BDSM on a Budget

Portland's newest theater group struggles to stage a raunchy "The Maids."

In a recent London production of The Maids, stars from Orange Is the New Black and Downton Abbey appeared in the play about the sister maids who murder their mistress. On a set resembling a giant four-poster bed strewn with pink rose petals, the sisters acted out BDSM power play between two women who are both trapped in and transgressing their station. Their mistress wore Alexander McQueen gowns.

That same show from Portland's newest theater company, Public Citizen Theatre, drags on in a way that anyone acquainted with playwright Jean Genet's inflammatory works would hardly believe. Watching it opening weekend, I felt like the freaky maids' mistress, woefully upset over the accumulation of small disappointments.

On a triangular stage in Southeast's warehouse-turned-theater, the mistress complains: "too many flowers, it's death." But the meager flower arrangements are out-of-season plastic blossoms. The wardrobe looks like a tacky mix of items that were never in style and pulled from clashing decades. That impossibly narrow dressing room chair is cute, but enough of these low-budget attempts at bougie dressing-room realism! If I wouldn't buy it on sale, I don't buy it onstage.

The stage is restrictive on purpose, but it backfires. Audiences spend the intermission-free show facing a corner of the mistress' private room. While the directors' intent was to mimic the characters' claustrophobia, instead, all sound gets sucked up into the ceiling or muffled by the air conditioner. But don't dare turn the AC off. Instead, the actors should project and annunciate, and stop shouting.

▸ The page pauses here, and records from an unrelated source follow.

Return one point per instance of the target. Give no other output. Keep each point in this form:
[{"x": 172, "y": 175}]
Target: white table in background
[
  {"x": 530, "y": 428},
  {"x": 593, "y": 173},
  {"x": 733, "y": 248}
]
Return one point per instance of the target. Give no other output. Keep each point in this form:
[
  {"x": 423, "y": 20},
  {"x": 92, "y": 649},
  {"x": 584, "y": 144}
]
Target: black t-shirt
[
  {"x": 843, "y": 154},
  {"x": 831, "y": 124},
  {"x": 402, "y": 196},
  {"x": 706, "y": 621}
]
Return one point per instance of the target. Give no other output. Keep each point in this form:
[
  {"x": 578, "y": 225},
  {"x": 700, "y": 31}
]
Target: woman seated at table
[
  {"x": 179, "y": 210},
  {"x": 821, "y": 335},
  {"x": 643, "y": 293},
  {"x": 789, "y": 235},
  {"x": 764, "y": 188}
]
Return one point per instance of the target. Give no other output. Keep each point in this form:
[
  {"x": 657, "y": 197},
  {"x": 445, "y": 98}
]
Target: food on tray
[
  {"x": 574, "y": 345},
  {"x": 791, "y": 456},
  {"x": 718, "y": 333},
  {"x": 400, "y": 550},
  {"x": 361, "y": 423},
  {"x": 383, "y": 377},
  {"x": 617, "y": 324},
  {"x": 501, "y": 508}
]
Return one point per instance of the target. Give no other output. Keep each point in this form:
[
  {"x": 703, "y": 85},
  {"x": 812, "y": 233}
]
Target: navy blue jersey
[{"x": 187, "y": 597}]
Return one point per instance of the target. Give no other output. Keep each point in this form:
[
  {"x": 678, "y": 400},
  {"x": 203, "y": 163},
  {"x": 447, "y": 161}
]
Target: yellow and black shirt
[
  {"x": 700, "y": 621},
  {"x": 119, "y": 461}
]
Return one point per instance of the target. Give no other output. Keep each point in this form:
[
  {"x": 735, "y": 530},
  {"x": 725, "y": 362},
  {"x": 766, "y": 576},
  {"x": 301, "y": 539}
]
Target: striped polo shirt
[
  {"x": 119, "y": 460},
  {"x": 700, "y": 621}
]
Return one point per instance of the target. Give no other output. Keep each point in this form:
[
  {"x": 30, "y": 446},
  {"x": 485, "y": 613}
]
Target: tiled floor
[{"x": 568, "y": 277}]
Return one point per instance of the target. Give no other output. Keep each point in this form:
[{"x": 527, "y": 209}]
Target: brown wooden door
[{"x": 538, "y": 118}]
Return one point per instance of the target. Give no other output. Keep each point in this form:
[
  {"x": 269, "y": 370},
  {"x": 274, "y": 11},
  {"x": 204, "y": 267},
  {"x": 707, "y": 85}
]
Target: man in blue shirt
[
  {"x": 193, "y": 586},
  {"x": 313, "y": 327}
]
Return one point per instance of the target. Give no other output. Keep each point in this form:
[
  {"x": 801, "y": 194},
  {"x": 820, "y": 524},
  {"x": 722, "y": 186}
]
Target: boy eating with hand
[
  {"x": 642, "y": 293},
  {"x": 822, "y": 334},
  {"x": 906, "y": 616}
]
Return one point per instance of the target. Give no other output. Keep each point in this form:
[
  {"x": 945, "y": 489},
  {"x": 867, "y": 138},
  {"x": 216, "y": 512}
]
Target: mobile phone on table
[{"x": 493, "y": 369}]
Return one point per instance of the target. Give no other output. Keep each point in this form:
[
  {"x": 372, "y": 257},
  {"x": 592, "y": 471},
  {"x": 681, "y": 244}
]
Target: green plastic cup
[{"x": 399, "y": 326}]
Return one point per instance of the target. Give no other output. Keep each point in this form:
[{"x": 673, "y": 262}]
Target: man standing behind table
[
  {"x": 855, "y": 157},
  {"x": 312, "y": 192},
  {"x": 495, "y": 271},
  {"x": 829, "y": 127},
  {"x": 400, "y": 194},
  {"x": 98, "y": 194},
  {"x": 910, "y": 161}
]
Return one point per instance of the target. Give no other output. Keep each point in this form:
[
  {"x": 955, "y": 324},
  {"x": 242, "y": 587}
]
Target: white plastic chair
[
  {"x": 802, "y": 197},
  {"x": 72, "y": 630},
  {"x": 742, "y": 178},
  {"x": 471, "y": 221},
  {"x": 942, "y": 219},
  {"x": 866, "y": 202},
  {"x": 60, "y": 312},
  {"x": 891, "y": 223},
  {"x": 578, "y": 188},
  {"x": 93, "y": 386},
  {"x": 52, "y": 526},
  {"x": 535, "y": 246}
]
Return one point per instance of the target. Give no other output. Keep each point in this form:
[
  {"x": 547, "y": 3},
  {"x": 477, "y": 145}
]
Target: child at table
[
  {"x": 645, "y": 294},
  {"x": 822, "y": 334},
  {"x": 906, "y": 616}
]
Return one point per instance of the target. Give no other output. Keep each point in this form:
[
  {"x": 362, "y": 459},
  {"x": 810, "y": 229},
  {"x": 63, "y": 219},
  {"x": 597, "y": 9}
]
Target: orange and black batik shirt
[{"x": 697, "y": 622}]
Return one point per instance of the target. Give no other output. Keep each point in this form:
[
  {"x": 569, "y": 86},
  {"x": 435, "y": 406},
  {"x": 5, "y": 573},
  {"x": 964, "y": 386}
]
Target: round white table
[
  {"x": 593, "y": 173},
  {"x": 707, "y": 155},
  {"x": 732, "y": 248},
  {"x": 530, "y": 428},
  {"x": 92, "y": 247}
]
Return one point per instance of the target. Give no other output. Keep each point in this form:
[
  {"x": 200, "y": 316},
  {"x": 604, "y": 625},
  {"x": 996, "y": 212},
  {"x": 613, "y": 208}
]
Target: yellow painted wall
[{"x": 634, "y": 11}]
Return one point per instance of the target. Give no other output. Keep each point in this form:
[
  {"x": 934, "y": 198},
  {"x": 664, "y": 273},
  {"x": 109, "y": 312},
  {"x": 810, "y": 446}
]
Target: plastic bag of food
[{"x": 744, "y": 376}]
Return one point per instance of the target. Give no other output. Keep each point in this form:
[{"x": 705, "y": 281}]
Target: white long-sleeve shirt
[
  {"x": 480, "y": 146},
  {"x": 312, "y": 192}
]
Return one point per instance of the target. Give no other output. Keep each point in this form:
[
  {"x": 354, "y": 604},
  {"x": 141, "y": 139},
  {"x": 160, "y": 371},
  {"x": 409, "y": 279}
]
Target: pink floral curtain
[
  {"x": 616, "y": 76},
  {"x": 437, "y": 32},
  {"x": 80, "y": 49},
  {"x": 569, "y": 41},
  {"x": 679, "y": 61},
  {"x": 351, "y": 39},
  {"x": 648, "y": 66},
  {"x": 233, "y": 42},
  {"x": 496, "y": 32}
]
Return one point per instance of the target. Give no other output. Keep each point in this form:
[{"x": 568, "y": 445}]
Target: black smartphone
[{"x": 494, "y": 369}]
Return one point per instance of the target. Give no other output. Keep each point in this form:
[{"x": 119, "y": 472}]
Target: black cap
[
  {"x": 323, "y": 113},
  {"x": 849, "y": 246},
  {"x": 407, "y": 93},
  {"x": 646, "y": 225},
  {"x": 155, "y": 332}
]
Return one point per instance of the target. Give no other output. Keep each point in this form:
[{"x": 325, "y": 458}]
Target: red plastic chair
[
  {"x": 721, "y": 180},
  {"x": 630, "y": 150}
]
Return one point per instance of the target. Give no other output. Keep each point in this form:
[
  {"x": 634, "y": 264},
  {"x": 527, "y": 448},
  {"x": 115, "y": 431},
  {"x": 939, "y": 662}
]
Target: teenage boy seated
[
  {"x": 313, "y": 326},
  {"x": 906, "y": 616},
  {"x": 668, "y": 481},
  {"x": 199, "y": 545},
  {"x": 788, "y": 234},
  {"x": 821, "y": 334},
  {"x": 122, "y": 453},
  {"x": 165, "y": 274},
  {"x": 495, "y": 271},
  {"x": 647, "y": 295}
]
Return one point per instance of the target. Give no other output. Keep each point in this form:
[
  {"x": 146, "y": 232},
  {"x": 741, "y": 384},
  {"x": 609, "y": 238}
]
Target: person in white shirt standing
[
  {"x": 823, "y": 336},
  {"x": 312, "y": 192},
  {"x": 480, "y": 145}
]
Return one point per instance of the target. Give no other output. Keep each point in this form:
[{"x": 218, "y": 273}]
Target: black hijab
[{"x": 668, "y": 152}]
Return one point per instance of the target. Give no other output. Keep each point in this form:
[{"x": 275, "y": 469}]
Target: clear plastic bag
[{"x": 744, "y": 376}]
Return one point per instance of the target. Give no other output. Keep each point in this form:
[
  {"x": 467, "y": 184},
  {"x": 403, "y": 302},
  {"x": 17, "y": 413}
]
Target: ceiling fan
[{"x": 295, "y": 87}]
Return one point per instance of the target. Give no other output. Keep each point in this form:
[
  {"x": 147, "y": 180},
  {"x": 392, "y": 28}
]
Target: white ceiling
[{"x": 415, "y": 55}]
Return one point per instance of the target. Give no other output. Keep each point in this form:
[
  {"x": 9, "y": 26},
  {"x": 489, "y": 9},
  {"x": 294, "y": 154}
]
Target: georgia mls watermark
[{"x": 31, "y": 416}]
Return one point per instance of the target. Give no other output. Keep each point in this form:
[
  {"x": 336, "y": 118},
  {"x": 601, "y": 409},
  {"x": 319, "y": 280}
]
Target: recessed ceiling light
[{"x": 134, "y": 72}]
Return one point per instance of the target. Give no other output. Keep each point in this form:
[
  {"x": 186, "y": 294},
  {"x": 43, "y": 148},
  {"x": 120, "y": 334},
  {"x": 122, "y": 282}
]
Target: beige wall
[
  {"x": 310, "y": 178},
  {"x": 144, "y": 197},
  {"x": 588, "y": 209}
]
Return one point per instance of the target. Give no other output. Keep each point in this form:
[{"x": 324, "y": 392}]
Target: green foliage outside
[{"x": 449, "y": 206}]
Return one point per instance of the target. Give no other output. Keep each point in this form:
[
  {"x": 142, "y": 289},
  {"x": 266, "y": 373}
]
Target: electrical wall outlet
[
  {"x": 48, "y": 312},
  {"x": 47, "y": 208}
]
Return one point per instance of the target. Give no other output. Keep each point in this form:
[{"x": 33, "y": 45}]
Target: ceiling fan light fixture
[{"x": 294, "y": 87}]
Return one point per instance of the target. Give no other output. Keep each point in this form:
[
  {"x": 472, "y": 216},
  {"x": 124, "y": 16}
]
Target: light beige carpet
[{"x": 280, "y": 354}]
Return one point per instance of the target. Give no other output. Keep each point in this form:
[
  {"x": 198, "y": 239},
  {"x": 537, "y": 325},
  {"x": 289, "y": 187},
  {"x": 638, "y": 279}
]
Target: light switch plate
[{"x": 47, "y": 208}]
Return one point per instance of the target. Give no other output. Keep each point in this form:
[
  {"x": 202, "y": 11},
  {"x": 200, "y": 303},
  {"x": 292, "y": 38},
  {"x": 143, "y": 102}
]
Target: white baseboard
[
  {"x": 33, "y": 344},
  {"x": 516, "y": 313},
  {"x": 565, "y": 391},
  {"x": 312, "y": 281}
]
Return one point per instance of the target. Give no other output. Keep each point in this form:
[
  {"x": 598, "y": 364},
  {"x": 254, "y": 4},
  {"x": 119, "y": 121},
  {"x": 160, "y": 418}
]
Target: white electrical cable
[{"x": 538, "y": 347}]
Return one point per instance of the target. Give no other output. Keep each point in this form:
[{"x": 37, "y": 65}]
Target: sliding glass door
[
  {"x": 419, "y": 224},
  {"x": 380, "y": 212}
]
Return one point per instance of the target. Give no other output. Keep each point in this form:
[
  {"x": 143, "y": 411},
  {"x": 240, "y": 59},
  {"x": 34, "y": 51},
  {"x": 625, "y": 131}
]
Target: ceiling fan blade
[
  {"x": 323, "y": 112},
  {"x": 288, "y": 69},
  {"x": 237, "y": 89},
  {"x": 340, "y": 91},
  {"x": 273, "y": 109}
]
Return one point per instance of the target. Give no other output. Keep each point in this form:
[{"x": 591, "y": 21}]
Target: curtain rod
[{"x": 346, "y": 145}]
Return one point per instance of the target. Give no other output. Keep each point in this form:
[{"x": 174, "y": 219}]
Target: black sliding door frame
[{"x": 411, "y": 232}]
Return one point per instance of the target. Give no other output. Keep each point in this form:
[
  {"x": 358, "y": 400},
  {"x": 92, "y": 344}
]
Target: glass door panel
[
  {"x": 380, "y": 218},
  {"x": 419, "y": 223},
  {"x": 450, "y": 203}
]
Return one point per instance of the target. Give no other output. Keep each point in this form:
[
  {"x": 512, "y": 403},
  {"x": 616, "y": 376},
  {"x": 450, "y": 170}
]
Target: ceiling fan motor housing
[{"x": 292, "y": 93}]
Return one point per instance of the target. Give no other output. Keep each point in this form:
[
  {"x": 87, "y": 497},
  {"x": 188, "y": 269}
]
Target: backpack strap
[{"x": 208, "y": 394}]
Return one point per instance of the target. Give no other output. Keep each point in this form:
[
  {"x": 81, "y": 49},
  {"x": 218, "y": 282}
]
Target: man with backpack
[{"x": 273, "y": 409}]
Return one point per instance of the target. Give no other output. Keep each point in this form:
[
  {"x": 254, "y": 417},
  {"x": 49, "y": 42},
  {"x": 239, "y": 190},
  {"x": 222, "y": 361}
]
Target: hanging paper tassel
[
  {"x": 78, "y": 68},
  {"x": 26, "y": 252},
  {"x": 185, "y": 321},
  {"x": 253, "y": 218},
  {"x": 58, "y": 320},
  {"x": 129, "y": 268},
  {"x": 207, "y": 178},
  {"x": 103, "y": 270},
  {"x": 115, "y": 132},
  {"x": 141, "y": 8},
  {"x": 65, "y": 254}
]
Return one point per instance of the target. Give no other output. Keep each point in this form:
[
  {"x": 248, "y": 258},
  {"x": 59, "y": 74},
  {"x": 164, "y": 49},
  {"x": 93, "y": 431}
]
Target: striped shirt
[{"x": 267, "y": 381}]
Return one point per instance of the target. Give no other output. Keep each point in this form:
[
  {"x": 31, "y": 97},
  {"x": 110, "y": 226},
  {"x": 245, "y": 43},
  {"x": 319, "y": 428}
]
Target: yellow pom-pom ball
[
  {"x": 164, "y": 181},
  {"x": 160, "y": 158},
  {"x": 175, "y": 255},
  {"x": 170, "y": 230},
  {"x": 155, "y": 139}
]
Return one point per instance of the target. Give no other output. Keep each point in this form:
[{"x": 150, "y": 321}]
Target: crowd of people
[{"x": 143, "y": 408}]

It is true that the cast had technical control of the demanding language in Martin Crimp's translation—perhaps too much control. The line "My jet of spit is my spray of diamonds" deserves some slobber. It's clear early on that this show was never going to go there.

After the play, my date and I searched online for the film Murderous Maids, based on the same scintillating true story of the Papin sisters. The sex and scorn in that three-minute trailer raised my pulse higher than Public Citizen's production ever managed.

In his director's note, Aaron Filyaw promises this production will be funny. One of the maids (it's so hard to keep them straight) says to the other, "We should be laughing or our tragedy will blow us out the window." A sense of humor can help one through many trying circumstances, such as servitude, strangling or seeing this play. Is it hateful to be so harsh, or harsh to be so hateful? The audience can be a cruel mistress, but as the play points out, she is also "the excuse for all your ridiculous play-acting."

See it: The Maids is at Shaking the Tree Theatre, 823 SE Grant St., 503-235-0635. 8 pm Thursday-Saturday and 2 pm Sunday, through Aug. 21. $15-$25.